Description
Load the data set named ‘car-data.csv’ on Canvas. You will run regression analysis on it. The
target/output will be ‘Selling_Price’. You will use the rest attributes/features to predict the selling price.
Although ‘Car_Name’ should be quite relevant to the selling price, there is no easy way to use that
attribute without getting additional information not currently in the dataset. You can ignore (drop) that
attribute. If you have extra time, I encourage you to think about how that information may be used.
You will go through a similar sequence of steps as we illustrated in the lectures (in the two sets of slides
about an end-to-end machine learning project). The goal is to get you some hands-on experiences about a
machine learning project.
You can adapt the code in Chapter 2 of the following book:
Aurélien Géron. Hands-On Machine Learning with Scikit-Learn, Keras, and TensorFlow. 2nd edition,
2019.
You can find the Python code at the github page accompanying the book.
Feel free to explore on your own. For the submission, please go through at least the following sequence of
steps.
Step 1: Split the data into training and testing sets.
1. Load the data as a data frame.
2. Briefly look at the dataset using DataFrame methods such as ‘head()’, ‘info()’, ‘describe()’, and
‘value_counts()’, etc.
Question: Which attributes are numerical attributes, and which are categorical attributes?
Question: Are there any missing data?
3. Generate histograms for the numerical attributes.
4. Split the dataset into a training set and a test set with test_size=0.2 of the dataset. Let’s call the
training set `strat_train_set’, and call the test set ‘strat_test_set’.
Please use stratified sampling. First, we will split ‘Year’ into five bins. Choose the sensible
boundaries for the bins. Add an attribute called ‘Year_Cat’, which is the categorical attribute
representing which bin an input instance falls into.
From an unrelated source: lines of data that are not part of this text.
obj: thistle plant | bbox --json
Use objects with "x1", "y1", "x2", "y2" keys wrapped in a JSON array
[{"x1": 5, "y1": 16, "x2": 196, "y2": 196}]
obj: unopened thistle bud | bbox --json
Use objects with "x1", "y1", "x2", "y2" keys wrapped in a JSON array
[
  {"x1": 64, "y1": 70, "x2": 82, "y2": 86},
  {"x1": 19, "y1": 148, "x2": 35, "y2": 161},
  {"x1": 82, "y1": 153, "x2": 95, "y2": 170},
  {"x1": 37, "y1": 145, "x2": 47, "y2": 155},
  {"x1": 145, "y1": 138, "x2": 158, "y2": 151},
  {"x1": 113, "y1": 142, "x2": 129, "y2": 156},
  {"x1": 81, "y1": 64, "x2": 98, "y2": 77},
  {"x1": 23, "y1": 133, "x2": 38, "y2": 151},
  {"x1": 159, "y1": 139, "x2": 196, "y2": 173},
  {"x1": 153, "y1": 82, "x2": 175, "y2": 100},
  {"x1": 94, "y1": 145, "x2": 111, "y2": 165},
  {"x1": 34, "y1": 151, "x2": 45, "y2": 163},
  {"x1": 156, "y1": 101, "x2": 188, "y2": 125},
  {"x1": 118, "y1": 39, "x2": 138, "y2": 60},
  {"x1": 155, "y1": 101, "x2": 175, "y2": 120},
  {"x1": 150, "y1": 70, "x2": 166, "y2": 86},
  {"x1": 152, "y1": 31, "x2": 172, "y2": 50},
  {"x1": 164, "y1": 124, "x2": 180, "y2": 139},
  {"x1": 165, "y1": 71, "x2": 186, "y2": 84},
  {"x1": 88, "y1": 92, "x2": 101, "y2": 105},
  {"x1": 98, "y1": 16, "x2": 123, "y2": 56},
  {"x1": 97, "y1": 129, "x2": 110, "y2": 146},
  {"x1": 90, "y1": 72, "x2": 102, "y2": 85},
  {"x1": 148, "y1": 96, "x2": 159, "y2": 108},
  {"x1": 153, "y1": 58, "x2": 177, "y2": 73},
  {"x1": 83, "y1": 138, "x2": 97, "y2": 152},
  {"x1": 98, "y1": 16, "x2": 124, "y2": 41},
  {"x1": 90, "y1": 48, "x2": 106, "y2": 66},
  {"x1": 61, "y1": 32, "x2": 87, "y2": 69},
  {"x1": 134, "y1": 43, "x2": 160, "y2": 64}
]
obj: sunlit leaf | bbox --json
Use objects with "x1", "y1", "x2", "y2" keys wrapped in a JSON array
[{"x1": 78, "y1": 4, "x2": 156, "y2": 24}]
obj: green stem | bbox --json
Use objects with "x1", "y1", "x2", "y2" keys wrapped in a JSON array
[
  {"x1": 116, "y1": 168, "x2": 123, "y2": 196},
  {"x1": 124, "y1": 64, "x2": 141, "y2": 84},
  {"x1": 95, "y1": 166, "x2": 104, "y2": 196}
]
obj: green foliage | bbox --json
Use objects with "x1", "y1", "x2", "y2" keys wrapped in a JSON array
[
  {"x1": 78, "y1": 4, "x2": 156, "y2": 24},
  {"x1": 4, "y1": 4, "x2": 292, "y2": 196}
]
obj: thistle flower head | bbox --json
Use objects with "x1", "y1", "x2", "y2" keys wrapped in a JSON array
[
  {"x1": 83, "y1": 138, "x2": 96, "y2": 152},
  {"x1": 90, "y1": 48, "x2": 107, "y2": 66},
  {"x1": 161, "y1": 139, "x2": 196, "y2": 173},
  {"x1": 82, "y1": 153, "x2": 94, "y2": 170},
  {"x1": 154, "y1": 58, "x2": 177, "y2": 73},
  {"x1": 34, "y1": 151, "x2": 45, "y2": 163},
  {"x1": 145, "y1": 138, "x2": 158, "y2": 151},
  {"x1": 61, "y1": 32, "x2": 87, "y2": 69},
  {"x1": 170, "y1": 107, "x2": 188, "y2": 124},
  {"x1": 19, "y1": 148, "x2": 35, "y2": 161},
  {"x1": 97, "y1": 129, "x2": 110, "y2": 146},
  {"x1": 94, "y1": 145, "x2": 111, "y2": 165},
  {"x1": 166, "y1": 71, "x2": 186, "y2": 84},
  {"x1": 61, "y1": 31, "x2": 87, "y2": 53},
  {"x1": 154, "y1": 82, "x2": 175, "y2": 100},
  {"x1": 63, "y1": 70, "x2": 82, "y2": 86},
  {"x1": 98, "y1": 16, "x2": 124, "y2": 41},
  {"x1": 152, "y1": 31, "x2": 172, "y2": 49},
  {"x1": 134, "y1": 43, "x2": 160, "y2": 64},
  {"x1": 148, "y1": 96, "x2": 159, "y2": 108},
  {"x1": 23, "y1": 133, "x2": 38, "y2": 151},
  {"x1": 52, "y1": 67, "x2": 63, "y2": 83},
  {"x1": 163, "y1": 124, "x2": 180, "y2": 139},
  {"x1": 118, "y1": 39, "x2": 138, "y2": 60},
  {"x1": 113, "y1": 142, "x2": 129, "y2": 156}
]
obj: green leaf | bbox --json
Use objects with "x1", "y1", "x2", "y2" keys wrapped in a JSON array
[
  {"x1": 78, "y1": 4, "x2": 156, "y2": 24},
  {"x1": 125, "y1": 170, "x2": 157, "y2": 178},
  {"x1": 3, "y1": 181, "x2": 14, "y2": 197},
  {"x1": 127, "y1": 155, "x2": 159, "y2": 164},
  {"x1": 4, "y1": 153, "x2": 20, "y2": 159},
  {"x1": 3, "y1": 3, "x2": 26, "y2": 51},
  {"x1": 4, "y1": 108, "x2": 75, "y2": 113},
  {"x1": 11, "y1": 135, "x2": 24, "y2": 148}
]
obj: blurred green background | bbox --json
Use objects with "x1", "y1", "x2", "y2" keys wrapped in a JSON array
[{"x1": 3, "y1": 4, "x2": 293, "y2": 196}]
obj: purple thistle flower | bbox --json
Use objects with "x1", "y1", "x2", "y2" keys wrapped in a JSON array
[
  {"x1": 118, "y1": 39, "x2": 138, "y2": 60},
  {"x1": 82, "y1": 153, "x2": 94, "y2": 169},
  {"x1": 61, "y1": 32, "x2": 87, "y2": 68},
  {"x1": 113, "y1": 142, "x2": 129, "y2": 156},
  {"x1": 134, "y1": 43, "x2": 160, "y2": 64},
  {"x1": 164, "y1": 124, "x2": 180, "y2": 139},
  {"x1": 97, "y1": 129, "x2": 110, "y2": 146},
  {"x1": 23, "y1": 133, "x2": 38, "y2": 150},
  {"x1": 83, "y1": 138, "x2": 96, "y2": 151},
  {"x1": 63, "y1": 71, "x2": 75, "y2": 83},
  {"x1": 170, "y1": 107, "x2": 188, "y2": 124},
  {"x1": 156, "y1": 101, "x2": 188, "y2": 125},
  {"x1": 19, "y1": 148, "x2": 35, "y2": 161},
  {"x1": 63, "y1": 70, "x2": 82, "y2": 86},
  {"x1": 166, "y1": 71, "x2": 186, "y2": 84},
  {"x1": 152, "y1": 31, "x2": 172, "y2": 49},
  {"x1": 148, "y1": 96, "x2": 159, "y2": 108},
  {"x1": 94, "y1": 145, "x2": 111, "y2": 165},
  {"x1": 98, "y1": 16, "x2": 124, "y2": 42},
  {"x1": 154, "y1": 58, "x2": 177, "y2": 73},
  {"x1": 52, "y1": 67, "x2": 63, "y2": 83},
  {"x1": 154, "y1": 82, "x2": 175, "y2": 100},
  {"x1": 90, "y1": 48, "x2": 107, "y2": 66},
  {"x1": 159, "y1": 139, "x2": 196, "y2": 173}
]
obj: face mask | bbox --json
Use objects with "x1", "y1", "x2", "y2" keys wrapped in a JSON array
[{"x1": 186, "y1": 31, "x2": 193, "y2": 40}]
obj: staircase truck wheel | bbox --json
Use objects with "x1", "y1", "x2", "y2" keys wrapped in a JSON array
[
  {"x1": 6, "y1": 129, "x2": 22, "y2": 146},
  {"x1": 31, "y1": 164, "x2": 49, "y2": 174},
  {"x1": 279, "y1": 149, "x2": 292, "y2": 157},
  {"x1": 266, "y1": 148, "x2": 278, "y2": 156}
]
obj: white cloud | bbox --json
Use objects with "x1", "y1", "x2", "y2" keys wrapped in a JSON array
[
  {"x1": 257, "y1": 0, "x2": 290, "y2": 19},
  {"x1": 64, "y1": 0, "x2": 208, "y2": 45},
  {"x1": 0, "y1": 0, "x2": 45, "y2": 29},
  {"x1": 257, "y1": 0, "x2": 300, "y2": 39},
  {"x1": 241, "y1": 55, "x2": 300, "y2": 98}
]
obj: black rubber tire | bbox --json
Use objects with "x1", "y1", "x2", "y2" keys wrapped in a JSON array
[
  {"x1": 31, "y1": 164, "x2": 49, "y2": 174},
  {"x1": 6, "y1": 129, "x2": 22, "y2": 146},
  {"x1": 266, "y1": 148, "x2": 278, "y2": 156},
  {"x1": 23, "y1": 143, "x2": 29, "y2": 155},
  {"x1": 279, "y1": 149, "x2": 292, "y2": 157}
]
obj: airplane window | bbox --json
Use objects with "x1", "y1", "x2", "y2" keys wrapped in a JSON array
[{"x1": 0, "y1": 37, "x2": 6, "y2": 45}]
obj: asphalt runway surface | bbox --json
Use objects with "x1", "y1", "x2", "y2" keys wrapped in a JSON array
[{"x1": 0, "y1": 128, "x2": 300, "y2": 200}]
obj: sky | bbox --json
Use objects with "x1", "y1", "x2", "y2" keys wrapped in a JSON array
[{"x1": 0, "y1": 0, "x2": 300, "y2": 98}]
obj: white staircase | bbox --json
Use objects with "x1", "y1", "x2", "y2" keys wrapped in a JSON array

Then, do stratified sampling based on
‘Year_Cat’, using the Scikit-Learn class ‘StratifiedShuffleSplit’. This gives you a training set and
a test set. Put the test set aside for now. You will work with the training set for the most part.
Step 2: Experiment with the training dataset
5. Generate the correlation matrix. Display the correlations in the descending order of all the
attributes with respect to the selling price. This tells you which attributes might be more
important for predicting the selling price.
6. Use ‘scatter_matrix()’ to generate scatter plots between each pair of numerical attributes. Again,
this tells you how the attributes are related. Note that the ‘Kms_Driven’ attribute seems to have
strange relationship with other attributes.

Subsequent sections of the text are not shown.